Türkiye seçim sathı mailine girdi.
Artık hayatın her alanında "Bu seçimde ne olacak" sorusu soruluyor.
Siyasetle ilişkimiz nedeniyle biz de sık sık bu sorularla karşılaşıyoruz.
Kuşkusuz cevabı kolay değil. Önümüzde çok seçenekli ÖSS sınavı olsa işimiz kolay... Oysa seçim siyasi ve toplumsal boyutları olan karmaşık bir süreç.
Her an her şey olabilir...
Ancak seçim sürecini etkileyen ve hiç değişmeyen iki şey var.
Liderlik ve partinin toplumla ilişkisi...
Özellikle partilerin toplumla ilişkilerinde garip bir durum dikkat çekiyor. Birçok insan şu noktada birleşiyor: "İktidar çalışıyor, muhalefet yatıyor."
Şimdi buraya bir nokta koyup, bir önceki seçimi hatırlayalım.
3 Kasım 2002 seçimlerinde partilerin aldıkları oy şöyleydi:
AK Parti: 10 milyon 800 bin
CHP: 6 milyon 113 bin
DYP: 3 milyon
MHP: 2 milyon 635 bin
Genç Parti: 2 milyon 285 bin
ANAP: 1 milyon 618 bin
Saadet Partisi: 785 bin
Sandık başına gitmeyen seçmen sayısı ise 8 milyon 638 bindi.

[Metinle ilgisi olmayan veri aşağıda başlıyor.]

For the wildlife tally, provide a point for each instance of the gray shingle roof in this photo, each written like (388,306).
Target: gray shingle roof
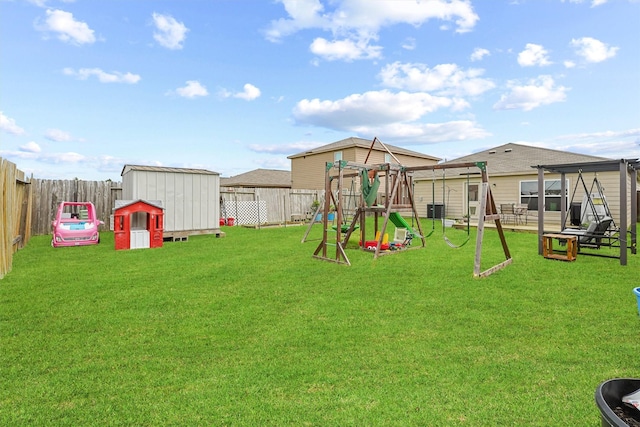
(259,178)
(512,159)
(362,143)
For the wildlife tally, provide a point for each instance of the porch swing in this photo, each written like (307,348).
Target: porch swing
(595,220)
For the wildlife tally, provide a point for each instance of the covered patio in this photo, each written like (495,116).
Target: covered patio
(627,191)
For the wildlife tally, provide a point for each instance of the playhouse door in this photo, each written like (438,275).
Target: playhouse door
(140,239)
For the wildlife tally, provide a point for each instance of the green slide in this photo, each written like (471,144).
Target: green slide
(398,221)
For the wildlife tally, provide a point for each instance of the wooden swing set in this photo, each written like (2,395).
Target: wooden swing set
(397,196)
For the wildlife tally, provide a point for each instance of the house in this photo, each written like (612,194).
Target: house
(262,178)
(513,178)
(190,197)
(308,167)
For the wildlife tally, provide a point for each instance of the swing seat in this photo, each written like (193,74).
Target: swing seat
(592,235)
(345,227)
(453,245)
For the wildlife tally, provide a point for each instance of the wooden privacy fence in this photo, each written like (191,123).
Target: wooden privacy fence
(49,193)
(28,206)
(15,213)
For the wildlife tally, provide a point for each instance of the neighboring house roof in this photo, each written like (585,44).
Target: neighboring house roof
(361,143)
(513,159)
(259,178)
(128,168)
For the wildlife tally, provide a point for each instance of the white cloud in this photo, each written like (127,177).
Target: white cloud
(103,77)
(9,125)
(594,3)
(193,89)
(43,3)
(370,107)
(537,92)
(443,79)
(249,93)
(171,33)
(426,133)
(409,43)
(67,28)
(52,158)
(394,116)
(479,53)
(611,144)
(593,50)
(58,135)
(533,54)
(347,49)
(355,23)
(30,147)
(285,149)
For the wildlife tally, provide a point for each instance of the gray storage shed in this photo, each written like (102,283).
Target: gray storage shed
(190,197)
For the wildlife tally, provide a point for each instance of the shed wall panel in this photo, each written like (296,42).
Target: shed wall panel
(191,201)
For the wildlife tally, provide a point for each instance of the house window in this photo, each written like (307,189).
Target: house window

Önümüzdeki seçimde ilk kez oy kullanacak 6.5 milyon genç seçmeni de sandık başına gitmeyenlere eklersek ortaya ciddi bir güç çıkıyor.
Peki böylesine büyük bir seçmen kitlesi için hangi parti ne yapıyor?

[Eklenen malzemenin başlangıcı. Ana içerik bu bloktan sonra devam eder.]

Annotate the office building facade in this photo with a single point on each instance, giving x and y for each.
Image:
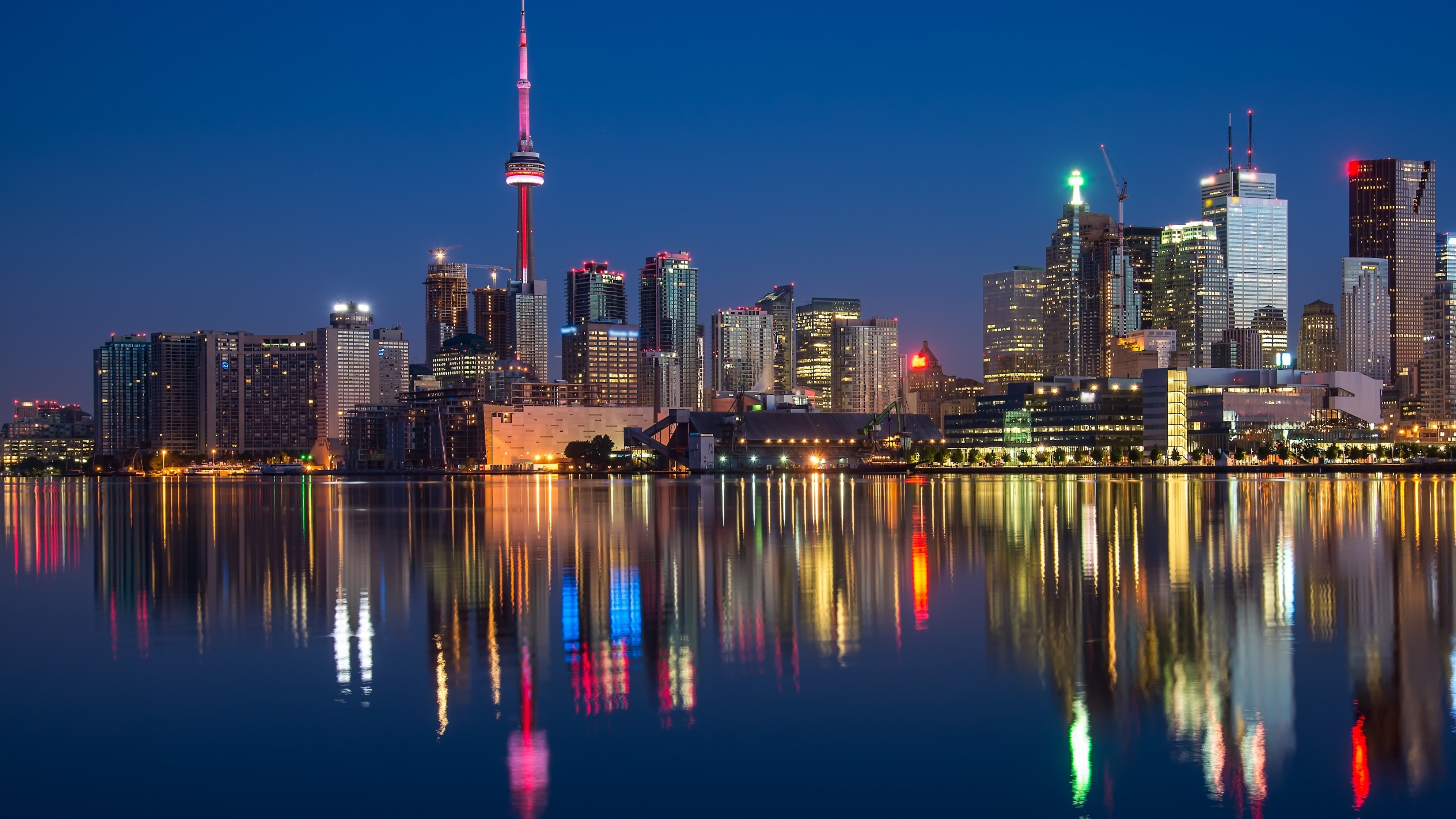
(1014, 340)
(1365, 318)
(813, 324)
(743, 344)
(780, 305)
(865, 363)
(1318, 339)
(1392, 218)
(667, 290)
(121, 368)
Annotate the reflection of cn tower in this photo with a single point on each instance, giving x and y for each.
(525, 171)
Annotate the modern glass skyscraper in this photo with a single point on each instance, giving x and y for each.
(667, 289)
(813, 362)
(1192, 289)
(1392, 218)
(123, 366)
(1365, 318)
(780, 305)
(1253, 228)
(1011, 308)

Bir siyasetçi şöyle diyor:
"Şimdi bu seçimde muhalefet partileri, 10 milyona yakın seçmeni ve gençleri sandık başına götürmek için hangi formülü geliştiriyor? Var mı ellerinde bir formül? Dahası askıda olan seçmen kütükleri konusunda iktidar partisi kadar çalışıyorlar mı? Hiç sanmıyorum. Eskiden muhalefet çalışır, iktidar yatardı, şimdi iktidar çalışıyor muhalefet yatıyor."

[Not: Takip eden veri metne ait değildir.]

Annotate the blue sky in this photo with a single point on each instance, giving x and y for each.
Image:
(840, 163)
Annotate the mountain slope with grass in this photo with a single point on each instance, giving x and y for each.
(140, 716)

Muhalefete yönelik bu eleştirilerin nedenini de bir siyaset uzmanı anlatıyor:
"Muhalefet halk damarından çok benim görebildiğim kadarıyla bazı sivil toplum örgütleri aracılığıyla ya da otel lobileriyle halka ulaşmaya çalışıyor. Aracı kullanıyor . Kanalları tıkalı gibi. Ve sokağa kendisini bırakmıyor . Türkiye'deki muhalefet partilerinin en büyük sıkıntısı bu.
"Tersini düşünen varsa sütunlarımız onlara da açık.